NFU Mutual has come up with a list of tips for farmers, in response to the Met Office’s warning that this winter may be colder than average.
Sid Gibson pointed out that country properties tended to be particularly vulnerable to storm and freeze damage.
“They are often in isolated locations where they are exposed to the full force of the elements, and unlike urban properties they rarely have other buildings around them to provide a degree of protection from the worst winter weather.
“As well as damage to the property itself, rural homes are at greater risk of disruption to their power supply when exposed electricity cables are brought down by high winds – or the weight of snow on the lines.
Mr Gibson said the first priority should be to keep homes well maintained.
“Keeping up to date with repairs like fixing loose slates and re-pointing chimneys can prevent major damage if storm force winds strike or there is a heavy snow fall,” he said.
“The same applies to garages, outbuildings and commercial buildings where loose or damaged sheeting can lead to the loss of a building in a severe storm.”

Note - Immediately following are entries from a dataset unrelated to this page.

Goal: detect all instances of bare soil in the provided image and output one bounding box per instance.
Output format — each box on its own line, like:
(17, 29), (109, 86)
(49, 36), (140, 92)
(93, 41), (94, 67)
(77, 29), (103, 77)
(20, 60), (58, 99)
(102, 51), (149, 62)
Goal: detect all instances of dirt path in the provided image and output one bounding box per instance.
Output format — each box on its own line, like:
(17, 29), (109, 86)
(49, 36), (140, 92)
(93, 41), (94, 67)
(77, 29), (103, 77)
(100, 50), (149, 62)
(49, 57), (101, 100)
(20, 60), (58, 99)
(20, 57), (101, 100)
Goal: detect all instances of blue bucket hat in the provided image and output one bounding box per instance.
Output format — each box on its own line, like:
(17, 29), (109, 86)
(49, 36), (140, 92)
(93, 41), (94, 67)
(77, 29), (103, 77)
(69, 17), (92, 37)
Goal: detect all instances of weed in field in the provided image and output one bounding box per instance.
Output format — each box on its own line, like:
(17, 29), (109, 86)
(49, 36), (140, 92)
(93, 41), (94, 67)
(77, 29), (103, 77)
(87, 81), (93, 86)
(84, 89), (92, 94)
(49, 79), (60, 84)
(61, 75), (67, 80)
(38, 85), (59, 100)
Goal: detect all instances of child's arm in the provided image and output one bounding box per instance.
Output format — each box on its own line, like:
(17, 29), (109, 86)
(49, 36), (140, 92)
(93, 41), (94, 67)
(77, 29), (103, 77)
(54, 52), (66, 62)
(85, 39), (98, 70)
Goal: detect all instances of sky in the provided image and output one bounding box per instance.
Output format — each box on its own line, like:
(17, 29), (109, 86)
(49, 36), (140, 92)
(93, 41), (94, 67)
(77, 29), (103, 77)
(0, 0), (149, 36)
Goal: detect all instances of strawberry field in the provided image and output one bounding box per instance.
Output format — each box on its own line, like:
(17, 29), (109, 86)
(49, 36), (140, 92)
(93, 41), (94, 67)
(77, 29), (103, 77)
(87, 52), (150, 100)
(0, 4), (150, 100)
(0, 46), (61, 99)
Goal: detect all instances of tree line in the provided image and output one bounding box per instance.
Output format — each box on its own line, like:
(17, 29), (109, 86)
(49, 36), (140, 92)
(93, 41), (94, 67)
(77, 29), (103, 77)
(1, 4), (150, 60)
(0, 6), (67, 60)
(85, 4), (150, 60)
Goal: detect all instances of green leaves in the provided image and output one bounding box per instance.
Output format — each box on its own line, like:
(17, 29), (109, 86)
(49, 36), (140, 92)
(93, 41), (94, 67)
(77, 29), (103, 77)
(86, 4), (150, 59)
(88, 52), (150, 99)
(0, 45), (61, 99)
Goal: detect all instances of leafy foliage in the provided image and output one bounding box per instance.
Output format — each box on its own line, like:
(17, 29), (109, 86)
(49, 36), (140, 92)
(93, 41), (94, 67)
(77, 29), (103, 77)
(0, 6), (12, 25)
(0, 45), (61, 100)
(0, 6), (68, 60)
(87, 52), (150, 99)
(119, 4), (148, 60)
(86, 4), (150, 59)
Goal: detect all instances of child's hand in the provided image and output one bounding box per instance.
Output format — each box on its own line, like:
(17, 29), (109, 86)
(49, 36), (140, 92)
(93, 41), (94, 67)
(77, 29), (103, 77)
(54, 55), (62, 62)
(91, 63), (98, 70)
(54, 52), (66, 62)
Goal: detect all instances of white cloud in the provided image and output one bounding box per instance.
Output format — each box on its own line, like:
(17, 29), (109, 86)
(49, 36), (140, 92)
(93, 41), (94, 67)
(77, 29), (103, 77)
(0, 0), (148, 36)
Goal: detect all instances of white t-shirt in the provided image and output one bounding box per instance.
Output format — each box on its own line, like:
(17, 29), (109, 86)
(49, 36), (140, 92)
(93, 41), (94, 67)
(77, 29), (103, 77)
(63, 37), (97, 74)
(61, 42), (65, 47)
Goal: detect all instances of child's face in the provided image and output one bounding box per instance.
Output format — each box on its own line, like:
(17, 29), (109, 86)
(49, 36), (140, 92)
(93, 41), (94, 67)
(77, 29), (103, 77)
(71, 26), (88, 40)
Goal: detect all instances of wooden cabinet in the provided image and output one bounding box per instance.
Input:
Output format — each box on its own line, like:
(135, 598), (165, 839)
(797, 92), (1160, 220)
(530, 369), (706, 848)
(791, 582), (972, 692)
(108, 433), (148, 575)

Mr Gibson said was also important to regularly check the condition of trees on a farmer’s land – and to take action if they are in a dangerous state.
Burst pipes were a problem that could cause tremendous damage to the furnishings and fabric of homes so it was well worth having insulation checked over before winter set in.
“Unlagged pipes in lofts which have been insulated are the most common cause of burst pipes but homes which are left unoccupied and empty holiday cottages are also at risk.
“Many people have recently put in extra insulation to control their heating costs as fuel prices rise. This can mean that pipes and water tanks in loft spaces become exposed to lower temperatures as they are usually situated above the insulation.
“So if you put in more insulation, make sure that tanks and pipes get extra insulation too.”